Jacqueline Foucher : Certes,
la compétence
et le grand dévouement des médecins, internes, externes,
infirmières et gardes-malades qui, depuis le début de
ma maladie, se sont succédés sans relâche à mon
chevet, le soutien permanent de mon mari, l’affection de mes
proches et de quelques amis, ont, avant tout, contribué à maintenir
tout au long des années, cette résistance morale. Par
ailleurs, ma bonne consistance physique m’a aidée, indéniablement.
Mais ce qui m’a permis de dominer mon mal, d’avoir la force
de vivre, c’est surtout ma foi en Dieu, en Jésus-Christ,
mon Rédempteur, que je prie régulièrement et notamment
quand je suis dans le désespoir ou la tristesse. Je crois en
la résurrection et à l’éternité promise
où il n’y aura plus, ni souffrances, ni mort. Je sais
que ces souffrances présentes – qui ne semblent pas inutiles – sont
temporaires.
Bouquet
philosophique : En septembre
1996, lors de sa venue en France, vous avez eu l’honneur de vous entretenir
avec le pape Jean-Paul II qui vous a bénie et imposé les
mains. Pouvez-vous nous en dire un peu plus sur cette rencontre exceptionnelle ?

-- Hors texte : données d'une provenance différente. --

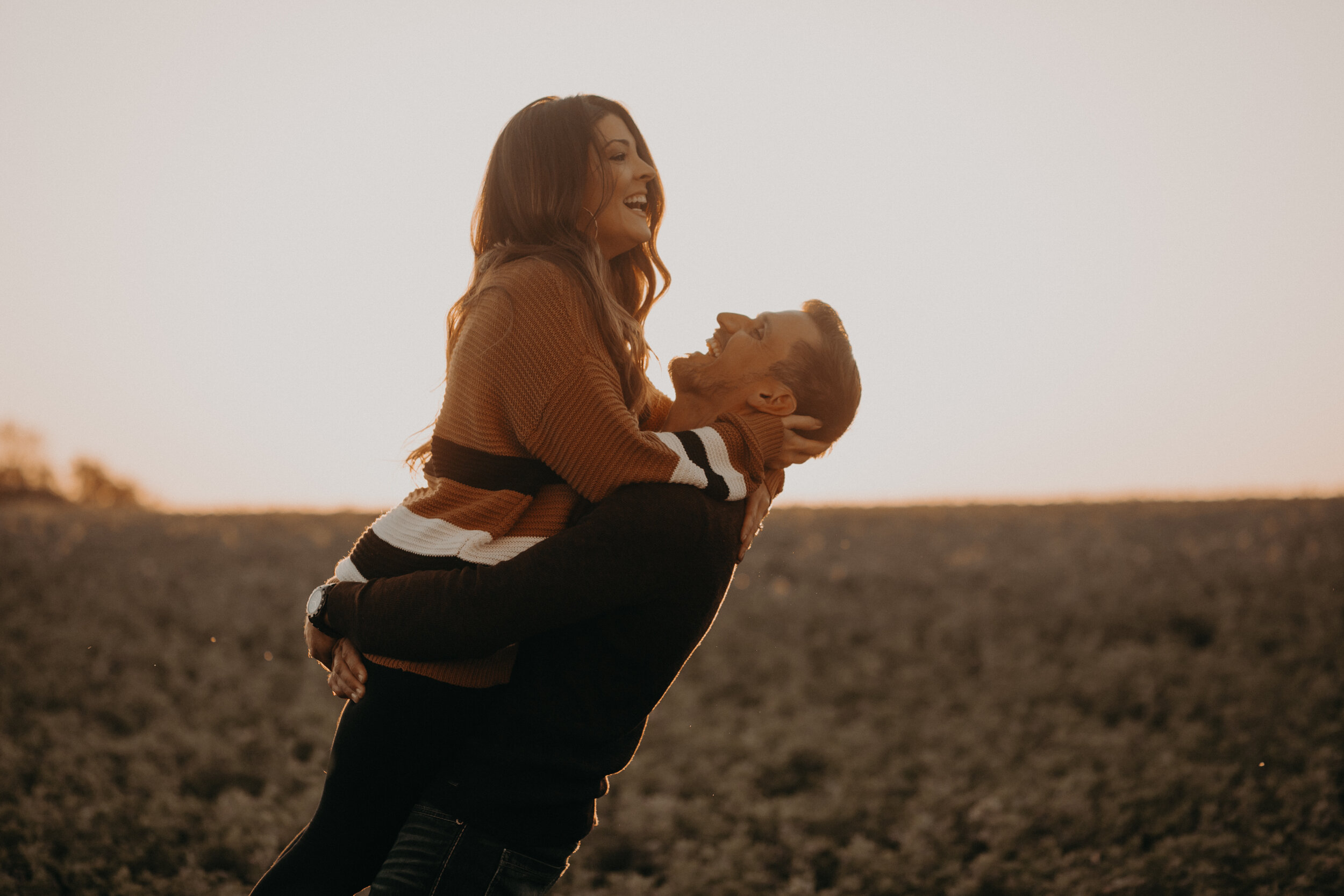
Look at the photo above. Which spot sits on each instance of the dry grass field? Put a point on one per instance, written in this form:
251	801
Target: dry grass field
1073	699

Jacqueline Foucher : Transportée avec
beaucoup de gentillesse et de délicatesse par des jeunes, j’ai été placée
au premier rang de la basilique où le St Père est venu
effectivement s’entretenir quelques minutes avec moi avant de
me bénir. Rempli de compassion, celui-ci a écouté non
sans étonnement le résumé de ma vie. C’est
alors que j’ai senti son regard me pénétrer avec
beaucoup de bonté. Quand je suis triste ou que j’ai des
soucis, je pense souvent à cette rencontre et me revois devant
lui en train de me bénir. Un souvenir qui me porte dans les
moments difficiles.
Bouquet
philosophique : Après
tant d’années
de valeureux combat contre la paralysie, quel message donneriez-vous à tous
ceux qui connaissent la souffrance ?
Jacqueline Foucher : D’oublier la souffrance
et de se propulser dans l’avenir… de s’emparer
de l’espérance !
Bouquet
philosophique : En
cette fin d’année
2005, quels sont vos souhaits ?
Jacqueline Foucher : Ne voulant plus jamais
retourner à l’hôpital, je souhaite surtout une présence
humaine auprès de moi ainsi qu’un soutien mutuel constant
pouvant s’exprimer aussi par la prière. Je commence à être
fatiguée et suis prête à partir vers Dieu (1).